🤖 AI Summary
This work addresses the scarcity of large-scale, verifiable tool-use datasets grounded in real API behaviors. To this end, we propose a reverse synthesis framework that first guides a large language model to explore APIs along graph-structured directed acyclic graphs (DAGs) on real MCP servers and then retroactively generates tasks from observed execution traces, ensuring label authenticity. We introduce a tool-relation graph and a sub-DAG sampling mechanism to scale exploration across extensive tool spaces, alongside a retrieval-augmented simulator with cache replay to mitigate environment drift. Using this approach, we generate 5,144 verified tasks spanning 240 servers and 993 tools.
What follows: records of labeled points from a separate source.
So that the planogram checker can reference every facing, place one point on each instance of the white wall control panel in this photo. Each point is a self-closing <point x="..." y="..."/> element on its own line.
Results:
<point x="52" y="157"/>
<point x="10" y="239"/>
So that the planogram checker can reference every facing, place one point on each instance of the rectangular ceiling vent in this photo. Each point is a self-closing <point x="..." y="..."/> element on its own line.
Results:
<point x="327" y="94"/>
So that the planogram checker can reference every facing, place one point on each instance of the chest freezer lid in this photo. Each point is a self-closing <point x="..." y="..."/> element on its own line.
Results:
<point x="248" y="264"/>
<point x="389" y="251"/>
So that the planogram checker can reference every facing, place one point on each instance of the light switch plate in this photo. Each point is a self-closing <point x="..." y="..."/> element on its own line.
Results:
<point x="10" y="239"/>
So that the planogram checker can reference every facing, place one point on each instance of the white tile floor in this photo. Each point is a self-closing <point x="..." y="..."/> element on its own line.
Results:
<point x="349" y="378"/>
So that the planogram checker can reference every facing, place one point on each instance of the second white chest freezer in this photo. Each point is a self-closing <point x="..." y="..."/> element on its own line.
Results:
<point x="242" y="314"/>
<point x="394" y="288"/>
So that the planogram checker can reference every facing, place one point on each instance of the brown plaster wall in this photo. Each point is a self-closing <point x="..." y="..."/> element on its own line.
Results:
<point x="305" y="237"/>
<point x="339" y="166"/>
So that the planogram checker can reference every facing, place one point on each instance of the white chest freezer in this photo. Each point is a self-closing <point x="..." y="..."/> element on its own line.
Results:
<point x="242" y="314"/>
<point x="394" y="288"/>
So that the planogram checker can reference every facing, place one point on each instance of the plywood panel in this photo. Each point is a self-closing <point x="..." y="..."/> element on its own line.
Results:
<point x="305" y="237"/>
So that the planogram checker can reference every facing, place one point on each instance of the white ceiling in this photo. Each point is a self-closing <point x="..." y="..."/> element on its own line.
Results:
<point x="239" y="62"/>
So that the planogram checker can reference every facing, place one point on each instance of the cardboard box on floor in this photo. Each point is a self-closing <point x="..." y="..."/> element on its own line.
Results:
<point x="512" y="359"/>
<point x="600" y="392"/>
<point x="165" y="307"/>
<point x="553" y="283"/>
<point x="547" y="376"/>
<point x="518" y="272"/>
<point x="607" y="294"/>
A 4B-parameter model trained on this data matches the performance of Claude Sonnet 4.6 on a held-out test set and achieves substantial gains on established benchmarks including Tau2-Bench, MCPMark, and MCP-Atlas.
📝 Abstract
Training tool-calling agents requires large-scale trajectory data with verifiable labels, yet existing approaches either synthesize environments that diverge from real API behavior or generate tasks without ground-truth outcomes for verification. We present FireFly, a pipeline for generating verified tool-call data from real-world MCP servers. Our key insight is to invert the standard synthesis pipeline: rather than generating tasks and hoping they are solvable, we first let a strong LLM explore real APIs along graph-guided DAG structures, then synthesize tasks backward from observed outcomes, guaranteeing label correctness by construction. To handle the scale of real-world tool spaces (${\sim}$1,000 tools), we build a pairwise tool graph and sample sub-DAGs to focus exploration on semantically coherent workflows. To address environment drift in live APIs, we construct a retrieval-augmented simulator that caches all exploration results and replays them during training and evaluation, enabling fully offline and reproducible RL. Applying this pipeline yields 5,144 verified tasks spanning 240 servers and 993 tools. A 4B-parameter model trained with GRPO on FireFly matches Claude Sonnet 4.6 on our held-out test set and shows improvements on multiple tool-calling benchmarks including Tau2-Bench, MCPMark, and MCP-Atlas.